FLAC Decoder Benchmarking on ARM
The purpose of this project was to design the HW/SW architecture of an innovative audio decoder for extremely high quality music. The main target was to be able to decode, and eventually to stream, several channels of music in lossless FLAC format with bit rate of several Mb/s. Just to have an idea of the target quality and complexity of such design is sufficient to remember that a standard MP3 audio file has a typical bit rate of 128 kb/s for a dual channel stereo, so well over 10X less than our objective.
We started by developing a baseline software solution for the FLAC decoder without the need of any hardware accelerators, then we decided to benchmark it on a typical baseline ARM architecture: ARM Cortex-A53 at 1.2Ghz in single-core configuration.
The FLAC format is a lossless compression which supports from 4 to 24 bits per sample, sampling rate up to 655 khz and up 8 channels. Since our focus was extremely high quality music we decided to test only the high end of the FLAC format, we chose some available recording with sampling rate up to 96Khz, 24 bits per sample and up to 6 channels (5+1 surround). In particular, the benchmark set consisted of 6 very high quality recording with average bit rate from around 400 kb/se up to 7 Mb/s as it is reported in the following image.
The average bit rates and their distributions were computed by analyzing the audiogram like the ones in the picture. As we can see the frequency range is quite large, from 0 up to 48 khz in these samples, well over the typical frequencies of standard audio recording - hence the denomination of extremely high quality music. While several configuration of the same recording were generated by taking such high quality recording (96Khz, 24 bits, 6 channels) first and down-sampling and re-encoding it with the right parameters.

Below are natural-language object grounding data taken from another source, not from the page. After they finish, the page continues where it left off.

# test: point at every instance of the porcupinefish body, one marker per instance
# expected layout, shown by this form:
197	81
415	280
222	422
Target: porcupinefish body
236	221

The benchmarking started by testing the baseline configuration (2-44-16, first line of the previous table) resulting on extremely good performance of our HW/SW architecture: quite uniform throughput of around 116 Mb/s, low variability and therefore low latency toward the output audio interface, stable statistics and large available performance margin to decode our typical audio files.
Then, we tested the whole set of configurations in order to investigate the effect of higher encoding precision, increased sample rate and number of channels to decode. Improving the encoding precision from 16 to 24 bps didn’t result on a relevant throughput reduction which was a good news to us since it meant that we could constantly provide high quality encoding without the need to add additional performance or to waste additional power consumption. Increasing the sampling rate produced a surprising increase of the throughput of the whole benchmark; after a detailed analysis this was essentially driven by the very effective memory architecture we adopted together with the optimization of buffers and code memory layouts we implemented.
Instead, increasing the decoding channels from 2 to 6 had a very severe degradation of the throughput but this was expected, no surprise here, and it was almost linear. Overall, this was not a problem because we tested an ARM with a single core configuration but we could easily integrate a quad-core ARM and therefore to compensate for the throughput reduction.
The second phase of the benchmarking was a detailed analysis of throughput distributions. All the tested configurations had a similar shape, a dominant distribution mass around the average with a long tail for the worst-case throughput. This is considered generally bad from a decoding perspective because it could result in unwanted latency or lag. However, given the large margin we had between the decoding bit rate and the data bit rate, this has not been a problem for most of the configurations. The highest demanding configuration (6-96-24) was the only exception, because a worst-case margin of 3X (see picture) was estimated not safe enough to decoded the audio and to do all the additional required computations. That’s why we opted for a final hardware architecture based on a dual core ARM.